Michael Winterbottom’s latest award-winning feature follows young refugee Jamal and his cousin Enayatullah on a dangerous and difficult journey, from the remote borders of Pakistan to London in search of a new life. Right from its beginning in Shamshatoo refugee camp in Peshawar, Michael and writer Tony Grisoni give us a road movie with a difference.
The film is openly polemical – a voiceover contrasts the amount of money spent bombing Afghanistan with the amount of aid allocated to the refugees in Peshawar – ‘home to an estimated one million refugees’ – such facts and figures repeatedly cut through the action, framing the otherwise fictional story with factual authenticity. The result is a kind of docu-drama, and indeed everything about the film looks and feels like a documentary.

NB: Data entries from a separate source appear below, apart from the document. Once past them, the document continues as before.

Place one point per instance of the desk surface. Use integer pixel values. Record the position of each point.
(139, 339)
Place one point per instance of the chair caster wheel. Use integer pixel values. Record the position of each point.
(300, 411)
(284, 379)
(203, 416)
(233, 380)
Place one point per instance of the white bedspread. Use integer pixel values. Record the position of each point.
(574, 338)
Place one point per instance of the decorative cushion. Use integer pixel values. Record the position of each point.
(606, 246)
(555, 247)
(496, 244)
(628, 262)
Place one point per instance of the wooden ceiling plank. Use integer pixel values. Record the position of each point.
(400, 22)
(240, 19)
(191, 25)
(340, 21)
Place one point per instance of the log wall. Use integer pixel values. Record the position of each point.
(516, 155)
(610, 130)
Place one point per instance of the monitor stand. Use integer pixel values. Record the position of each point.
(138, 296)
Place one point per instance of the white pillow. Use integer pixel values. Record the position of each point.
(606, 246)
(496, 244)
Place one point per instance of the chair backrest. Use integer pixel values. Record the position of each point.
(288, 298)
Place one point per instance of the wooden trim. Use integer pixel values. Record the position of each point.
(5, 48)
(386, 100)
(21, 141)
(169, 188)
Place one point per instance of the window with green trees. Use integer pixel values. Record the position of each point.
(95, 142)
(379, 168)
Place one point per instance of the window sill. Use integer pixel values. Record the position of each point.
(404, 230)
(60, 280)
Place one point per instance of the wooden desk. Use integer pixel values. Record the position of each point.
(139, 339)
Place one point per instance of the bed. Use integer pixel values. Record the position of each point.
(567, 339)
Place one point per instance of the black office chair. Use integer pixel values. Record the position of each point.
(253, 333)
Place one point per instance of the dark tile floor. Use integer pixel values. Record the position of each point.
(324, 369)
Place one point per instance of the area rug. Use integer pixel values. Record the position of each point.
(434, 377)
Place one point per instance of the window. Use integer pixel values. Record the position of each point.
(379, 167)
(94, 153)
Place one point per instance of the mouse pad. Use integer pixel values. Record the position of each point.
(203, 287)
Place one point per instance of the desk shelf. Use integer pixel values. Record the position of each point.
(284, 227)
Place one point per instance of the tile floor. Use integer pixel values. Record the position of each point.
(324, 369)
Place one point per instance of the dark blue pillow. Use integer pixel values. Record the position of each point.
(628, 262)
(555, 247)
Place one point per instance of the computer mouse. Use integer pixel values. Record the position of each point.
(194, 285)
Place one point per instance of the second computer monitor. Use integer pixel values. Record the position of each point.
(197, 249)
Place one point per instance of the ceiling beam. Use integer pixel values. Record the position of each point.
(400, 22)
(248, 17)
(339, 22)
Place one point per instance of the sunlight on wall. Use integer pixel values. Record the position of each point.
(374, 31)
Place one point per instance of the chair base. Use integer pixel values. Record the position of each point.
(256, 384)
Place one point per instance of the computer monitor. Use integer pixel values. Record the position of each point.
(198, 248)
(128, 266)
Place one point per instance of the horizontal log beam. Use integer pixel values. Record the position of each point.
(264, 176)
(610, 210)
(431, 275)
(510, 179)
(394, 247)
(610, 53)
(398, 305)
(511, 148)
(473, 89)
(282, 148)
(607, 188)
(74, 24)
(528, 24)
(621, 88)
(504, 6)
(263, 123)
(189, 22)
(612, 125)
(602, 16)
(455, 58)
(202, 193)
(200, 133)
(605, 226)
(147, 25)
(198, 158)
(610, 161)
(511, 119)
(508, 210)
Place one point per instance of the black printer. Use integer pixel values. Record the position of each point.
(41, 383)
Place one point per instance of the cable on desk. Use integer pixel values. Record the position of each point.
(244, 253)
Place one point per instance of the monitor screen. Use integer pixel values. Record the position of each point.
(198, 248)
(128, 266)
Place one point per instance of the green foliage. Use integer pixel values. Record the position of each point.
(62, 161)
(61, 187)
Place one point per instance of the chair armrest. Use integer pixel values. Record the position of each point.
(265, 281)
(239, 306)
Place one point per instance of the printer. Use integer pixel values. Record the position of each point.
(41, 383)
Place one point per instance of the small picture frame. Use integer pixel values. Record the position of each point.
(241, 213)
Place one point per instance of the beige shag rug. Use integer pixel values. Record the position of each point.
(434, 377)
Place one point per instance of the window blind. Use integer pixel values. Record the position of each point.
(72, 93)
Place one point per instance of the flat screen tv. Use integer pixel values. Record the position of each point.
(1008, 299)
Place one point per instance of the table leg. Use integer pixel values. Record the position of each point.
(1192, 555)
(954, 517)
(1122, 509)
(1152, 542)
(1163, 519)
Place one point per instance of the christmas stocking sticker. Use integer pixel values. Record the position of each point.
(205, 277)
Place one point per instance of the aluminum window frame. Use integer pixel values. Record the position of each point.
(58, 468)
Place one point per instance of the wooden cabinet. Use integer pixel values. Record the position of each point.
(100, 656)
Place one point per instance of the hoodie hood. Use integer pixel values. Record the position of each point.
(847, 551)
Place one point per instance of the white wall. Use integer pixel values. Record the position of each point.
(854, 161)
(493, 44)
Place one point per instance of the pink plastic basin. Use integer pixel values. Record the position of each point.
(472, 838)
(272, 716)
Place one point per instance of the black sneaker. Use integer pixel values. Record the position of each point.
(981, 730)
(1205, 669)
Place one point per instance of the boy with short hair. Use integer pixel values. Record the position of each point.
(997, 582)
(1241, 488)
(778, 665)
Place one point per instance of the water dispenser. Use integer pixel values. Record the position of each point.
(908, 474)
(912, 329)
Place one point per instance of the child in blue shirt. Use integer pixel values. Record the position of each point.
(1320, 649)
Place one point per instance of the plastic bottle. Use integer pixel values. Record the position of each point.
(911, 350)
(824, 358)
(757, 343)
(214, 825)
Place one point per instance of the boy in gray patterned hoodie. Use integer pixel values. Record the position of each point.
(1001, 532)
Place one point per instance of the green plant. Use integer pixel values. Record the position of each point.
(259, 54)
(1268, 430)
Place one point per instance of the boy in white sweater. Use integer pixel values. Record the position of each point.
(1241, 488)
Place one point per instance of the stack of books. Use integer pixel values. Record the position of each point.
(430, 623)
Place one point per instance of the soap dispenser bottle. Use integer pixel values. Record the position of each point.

Michael establishes an improvisatory quality reminiscent of 24 Hour Party People to blur the boundaries between fact and fiction. Shot entirely on DV, the shaky handheld camera and swift editing disrupt and disorientate as we travel with the two asylum-seekers on a never-ending round of buses, lorries and boats through sand-swept deserts and snow-covered mountains bleached out through over-exposure.
The deliberately ‘rudimentary’ filmmaking is highly effective – and nowhere more so than in the tragic sequence in which Jamal and Enayatullah find themselves trapped inside a cramped cargo container. Michael eschews any artificial lighting – and the voices from the darkness we are forced to share are all the more harrowing for it.

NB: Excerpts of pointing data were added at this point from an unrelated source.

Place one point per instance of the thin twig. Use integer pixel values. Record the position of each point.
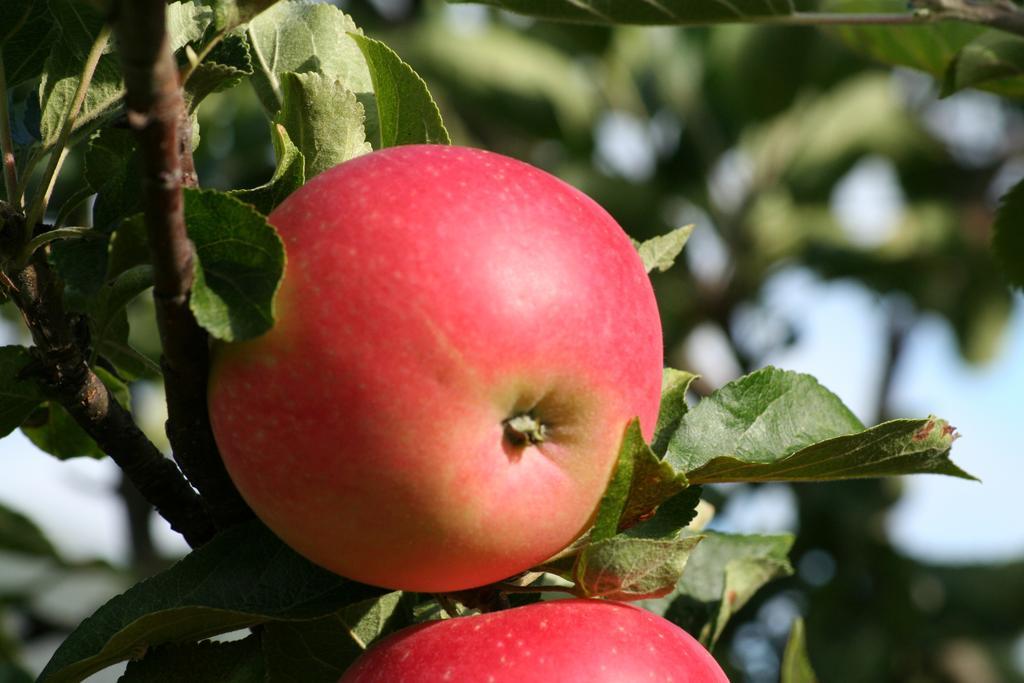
(7, 143)
(842, 18)
(73, 384)
(57, 155)
(156, 111)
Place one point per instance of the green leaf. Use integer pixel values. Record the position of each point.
(27, 32)
(300, 37)
(899, 446)
(223, 69)
(81, 264)
(230, 13)
(321, 650)
(240, 261)
(760, 418)
(957, 53)
(928, 47)
(675, 384)
(243, 578)
(631, 11)
(128, 246)
(408, 114)
(722, 574)
(186, 22)
(53, 430)
(1008, 235)
(113, 170)
(288, 176)
(11, 673)
(626, 567)
(236, 662)
(796, 665)
(994, 55)
(660, 252)
(109, 321)
(80, 24)
(324, 119)
(504, 65)
(18, 397)
(19, 535)
(640, 482)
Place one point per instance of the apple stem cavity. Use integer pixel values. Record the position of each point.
(524, 429)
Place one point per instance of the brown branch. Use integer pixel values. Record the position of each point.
(72, 383)
(157, 113)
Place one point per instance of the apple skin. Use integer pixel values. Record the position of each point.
(431, 293)
(562, 641)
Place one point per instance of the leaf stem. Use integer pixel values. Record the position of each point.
(58, 154)
(51, 236)
(204, 53)
(7, 143)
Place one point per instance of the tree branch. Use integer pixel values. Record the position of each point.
(7, 143)
(71, 381)
(156, 111)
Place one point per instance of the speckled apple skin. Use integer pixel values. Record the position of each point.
(563, 641)
(430, 293)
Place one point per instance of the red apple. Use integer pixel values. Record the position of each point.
(461, 342)
(564, 641)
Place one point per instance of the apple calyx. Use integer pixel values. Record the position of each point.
(524, 429)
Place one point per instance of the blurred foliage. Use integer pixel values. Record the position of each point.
(751, 132)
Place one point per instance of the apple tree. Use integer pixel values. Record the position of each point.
(122, 266)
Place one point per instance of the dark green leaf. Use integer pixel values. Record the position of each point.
(760, 418)
(240, 262)
(236, 662)
(11, 673)
(299, 37)
(113, 170)
(1008, 239)
(639, 483)
(18, 397)
(929, 47)
(52, 429)
(631, 11)
(109, 321)
(994, 55)
(722, 574)
(660, 252)
(128, 246)
(627, 567)
(19, 535)
(289, 175)
(80, 24)
(505, 65)
(675, 384)
(245, 577)
(223, 69)
(796, 665)
(407, 112)
(320, 650)
(899, 446)
(324, 119)
(27, 32)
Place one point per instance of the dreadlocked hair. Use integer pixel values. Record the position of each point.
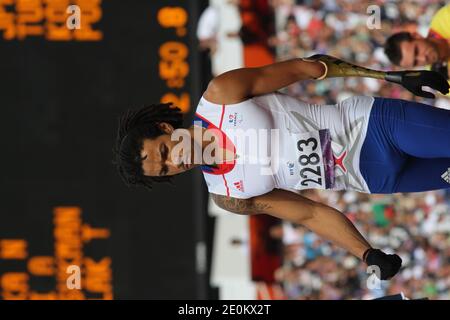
(134, 127)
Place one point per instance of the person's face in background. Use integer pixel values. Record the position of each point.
(418, 52)
(161, 157)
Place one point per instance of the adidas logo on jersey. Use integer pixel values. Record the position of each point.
(446, 175)
(239, 185)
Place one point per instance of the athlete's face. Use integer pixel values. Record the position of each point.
(418, 52)
(164, 157)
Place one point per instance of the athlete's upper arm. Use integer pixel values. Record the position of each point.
(278, 203)
(241, 84)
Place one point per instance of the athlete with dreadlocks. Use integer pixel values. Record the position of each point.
(366, 144)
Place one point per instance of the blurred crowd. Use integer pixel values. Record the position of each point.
(339, 28)
(415, 226)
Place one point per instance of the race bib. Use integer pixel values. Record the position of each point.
(312, 159)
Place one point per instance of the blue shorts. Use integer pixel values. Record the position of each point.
(407, 147)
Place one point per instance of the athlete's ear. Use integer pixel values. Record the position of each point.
(166, 127)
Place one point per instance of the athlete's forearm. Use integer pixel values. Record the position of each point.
(339, 68)
(337, 228)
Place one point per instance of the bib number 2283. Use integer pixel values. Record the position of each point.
(314, 160)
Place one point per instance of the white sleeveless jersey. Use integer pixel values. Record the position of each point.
(282, 142)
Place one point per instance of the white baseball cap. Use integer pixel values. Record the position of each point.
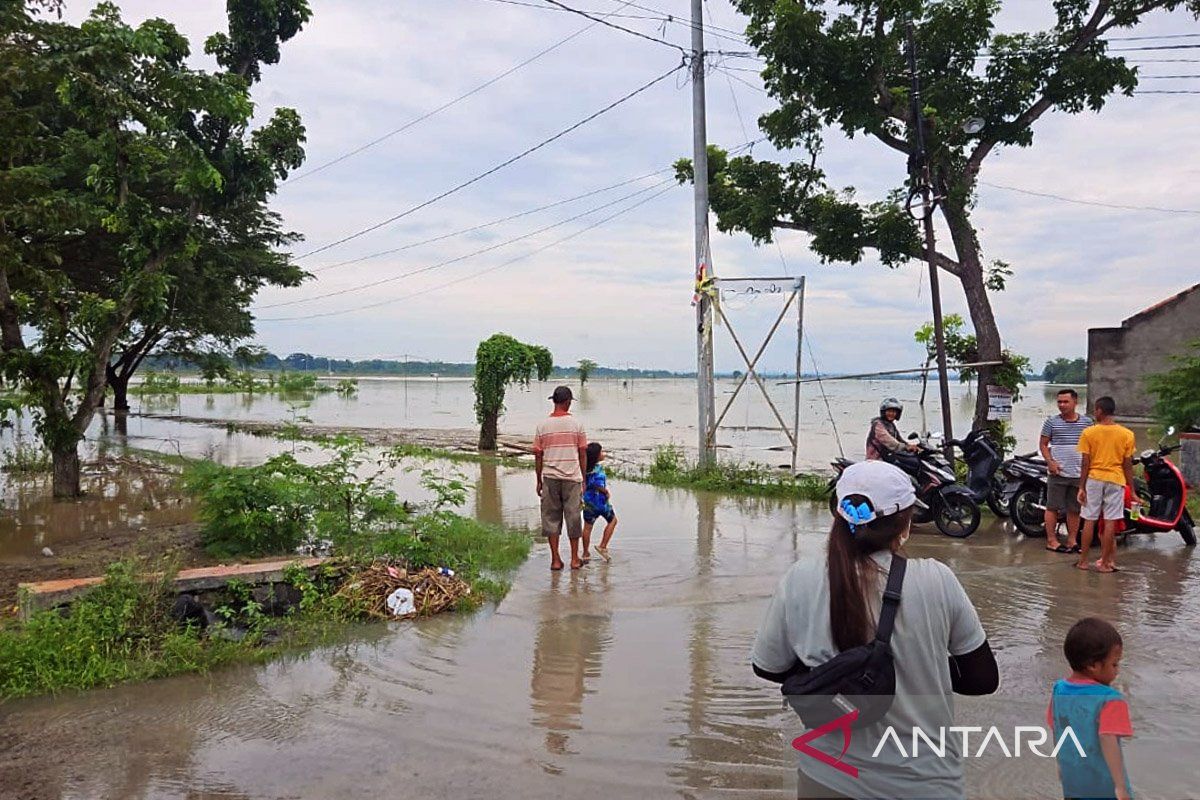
(887, 488)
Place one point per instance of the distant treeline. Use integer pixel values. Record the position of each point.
(325, 365)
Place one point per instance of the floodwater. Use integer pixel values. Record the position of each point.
(627, 679)
(631, 417)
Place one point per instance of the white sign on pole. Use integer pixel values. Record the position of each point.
(1000, 403)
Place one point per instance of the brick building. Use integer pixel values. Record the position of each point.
(1120, 359)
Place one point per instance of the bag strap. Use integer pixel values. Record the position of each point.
(891, 599)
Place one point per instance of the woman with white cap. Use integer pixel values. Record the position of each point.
(834, 602)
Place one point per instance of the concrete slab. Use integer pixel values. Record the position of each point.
(51, 594)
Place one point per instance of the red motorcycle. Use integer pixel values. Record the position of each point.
(1161, 498)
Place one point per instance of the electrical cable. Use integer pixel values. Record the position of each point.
(495, 169)
(493, 222)
(616, 26)
(371, 284)
(475, 275)
(1097, 203)
(457, 100)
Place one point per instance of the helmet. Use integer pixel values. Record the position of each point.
(892, 403)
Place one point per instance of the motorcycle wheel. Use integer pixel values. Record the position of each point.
(1188, 531)
(957, 516)
(1023, 509)
(996, 498)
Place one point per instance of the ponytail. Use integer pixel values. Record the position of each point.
(851, 577)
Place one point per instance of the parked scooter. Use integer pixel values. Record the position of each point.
(1025, 492)
(940, 498)
(1161, 500)
(1156, 503)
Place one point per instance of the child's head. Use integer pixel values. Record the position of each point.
(1093, 649)
(595, 455)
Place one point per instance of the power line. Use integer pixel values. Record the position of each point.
(467, 256)
(449, 103)
(495, 169)
(616, 26)
(493, 222)
(475, 275)
(1097, 203)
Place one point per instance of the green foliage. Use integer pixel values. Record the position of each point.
(24, 458)
(502, 360)
(670, 467)
(1066, 371)
(1177, 391)
(132, 199)
(157, 383)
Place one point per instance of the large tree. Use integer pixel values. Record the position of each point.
(841, 65)
(120, 161)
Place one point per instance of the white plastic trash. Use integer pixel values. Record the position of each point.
(401, 602)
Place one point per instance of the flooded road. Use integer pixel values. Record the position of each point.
(627, 679)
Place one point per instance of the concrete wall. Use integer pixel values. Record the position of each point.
(1120, 359)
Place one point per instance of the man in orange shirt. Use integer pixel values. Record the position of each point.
(1107, 449)
(561, 457)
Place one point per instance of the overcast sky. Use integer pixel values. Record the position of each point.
(621, 293)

Of course there are those who will have difficulty in accepting the director’s ‘factional’ film – the negative connotations of the term ‘mockumentary’ expose a general resistance to fiction dressed as fact. But In This World can defend itself against such charges in two ways. First, Michael has made a film that skilfully mixes imaginative and intellectual engagement – each acts as a catalyst for the other in a potent combination.
Second, the film shows us that an absolute division between fact and fiction may not be an accurate distinction. In one of the most remarkable examples of life imitating art it transpires that the actor playing Jamal (who shares the same name as his character, and who Michael discovered in a language school in Peshawar), arrived in London as a genuine asylum seeker shortly after the film was made.
The closing titles of In This World inform us that Jamal’s asylum application has failed and that he will have to return to Pakistan the day before his eighteenth birthday. In this moment Jamal’s situation, and that of the hundreds of thousands of refugees like him, becomes very real.